Micromechanics of smooth adhesive organs in stick insects: pads are mechanically anisotropic and softer towards the adhesive surface.

Animals have evolved adhesive structures on their legs to cling to the substrate during locomotion. Here we characterise the ultrastructure and mechanical properties of adhesive pads in Carausius morosus (Phasmatodea) using atomic force microscopy (AFM) as well as transmission and scanning electron microscopy (TEM, SEM). The smooth adhesive arolium has a soft cuticle consisting of principal rods, which branch into finer fibres near the surface. Indentation experiments showed that the pad material consists of distinct layers with different mechanical properties. The 100-300 nm thick outermost layer consisting of the cuticulin envelope and the epicuticle is extremely soft and resilient (mean effective Young's modulus 12 kPa), while the subjacent procuticle is a much stiffer material (mean effective Young's modulus 625 kPa).
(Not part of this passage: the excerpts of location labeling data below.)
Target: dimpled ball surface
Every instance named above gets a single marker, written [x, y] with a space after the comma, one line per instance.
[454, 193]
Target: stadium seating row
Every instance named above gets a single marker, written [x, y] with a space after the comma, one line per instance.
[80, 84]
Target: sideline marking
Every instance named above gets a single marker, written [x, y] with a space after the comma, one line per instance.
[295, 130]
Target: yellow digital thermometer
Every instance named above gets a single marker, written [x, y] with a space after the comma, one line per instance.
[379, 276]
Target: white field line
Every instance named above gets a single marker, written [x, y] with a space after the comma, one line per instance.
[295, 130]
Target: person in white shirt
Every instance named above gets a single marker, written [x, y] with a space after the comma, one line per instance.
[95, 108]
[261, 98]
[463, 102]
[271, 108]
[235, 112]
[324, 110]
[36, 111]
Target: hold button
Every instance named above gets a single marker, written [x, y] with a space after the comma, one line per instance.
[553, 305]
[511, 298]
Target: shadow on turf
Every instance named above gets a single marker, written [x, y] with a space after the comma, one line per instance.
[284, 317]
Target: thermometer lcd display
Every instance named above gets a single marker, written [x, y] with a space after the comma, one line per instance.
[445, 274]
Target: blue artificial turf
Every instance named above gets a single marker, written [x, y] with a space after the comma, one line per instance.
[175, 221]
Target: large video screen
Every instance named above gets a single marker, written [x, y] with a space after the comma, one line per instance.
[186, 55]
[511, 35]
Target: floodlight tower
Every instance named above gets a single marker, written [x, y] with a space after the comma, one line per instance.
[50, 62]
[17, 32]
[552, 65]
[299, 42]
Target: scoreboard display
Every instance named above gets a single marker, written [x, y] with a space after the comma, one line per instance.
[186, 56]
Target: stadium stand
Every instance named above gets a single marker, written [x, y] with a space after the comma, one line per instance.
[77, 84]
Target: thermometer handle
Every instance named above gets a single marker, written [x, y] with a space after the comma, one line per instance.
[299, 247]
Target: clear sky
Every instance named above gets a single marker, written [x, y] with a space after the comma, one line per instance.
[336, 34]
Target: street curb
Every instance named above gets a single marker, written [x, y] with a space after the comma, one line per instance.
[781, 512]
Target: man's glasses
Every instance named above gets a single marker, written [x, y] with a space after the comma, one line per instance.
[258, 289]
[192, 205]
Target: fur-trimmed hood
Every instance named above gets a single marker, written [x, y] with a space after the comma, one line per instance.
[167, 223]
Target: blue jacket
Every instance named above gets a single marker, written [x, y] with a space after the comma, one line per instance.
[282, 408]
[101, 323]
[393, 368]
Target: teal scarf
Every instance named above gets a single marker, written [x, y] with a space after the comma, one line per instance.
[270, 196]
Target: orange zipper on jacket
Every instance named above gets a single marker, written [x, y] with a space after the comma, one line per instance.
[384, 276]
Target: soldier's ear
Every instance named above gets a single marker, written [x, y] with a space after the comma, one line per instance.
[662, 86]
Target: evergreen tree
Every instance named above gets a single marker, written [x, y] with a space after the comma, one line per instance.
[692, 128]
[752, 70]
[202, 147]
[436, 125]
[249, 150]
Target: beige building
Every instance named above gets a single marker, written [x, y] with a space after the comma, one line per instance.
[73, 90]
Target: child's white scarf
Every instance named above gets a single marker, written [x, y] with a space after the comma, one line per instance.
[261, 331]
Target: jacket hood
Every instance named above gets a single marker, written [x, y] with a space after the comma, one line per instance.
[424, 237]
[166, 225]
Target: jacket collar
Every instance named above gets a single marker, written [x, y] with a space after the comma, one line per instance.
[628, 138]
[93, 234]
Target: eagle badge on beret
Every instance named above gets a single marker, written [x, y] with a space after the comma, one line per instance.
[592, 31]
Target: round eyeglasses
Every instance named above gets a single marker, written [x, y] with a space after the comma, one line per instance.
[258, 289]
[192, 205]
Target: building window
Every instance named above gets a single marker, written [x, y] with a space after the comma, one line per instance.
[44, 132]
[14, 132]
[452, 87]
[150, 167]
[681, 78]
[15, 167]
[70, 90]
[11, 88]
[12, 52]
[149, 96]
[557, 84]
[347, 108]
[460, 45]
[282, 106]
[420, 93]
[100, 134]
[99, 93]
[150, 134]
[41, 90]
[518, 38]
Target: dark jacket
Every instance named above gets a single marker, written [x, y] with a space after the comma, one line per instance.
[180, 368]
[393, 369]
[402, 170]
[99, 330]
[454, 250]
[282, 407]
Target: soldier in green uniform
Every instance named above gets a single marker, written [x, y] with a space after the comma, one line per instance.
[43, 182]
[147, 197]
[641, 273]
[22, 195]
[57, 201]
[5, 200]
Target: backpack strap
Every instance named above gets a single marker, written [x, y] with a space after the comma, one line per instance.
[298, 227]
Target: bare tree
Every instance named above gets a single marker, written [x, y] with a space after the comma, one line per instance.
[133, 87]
AFM contact mode imaging revealed that the cuticle is mechanically anisotropic, which can be explained by its fibrillar inner structure. We propose that the described layered structure of smooth adhesive pads, consisting of materials decreasing in stiffness towards the outer surface, represents a superior design to conform and adhere to substrates with roughnesses at different length scales. This design principle could be easily implemented in technical adhesives, and thus has a potential to inspire biomimetic applications.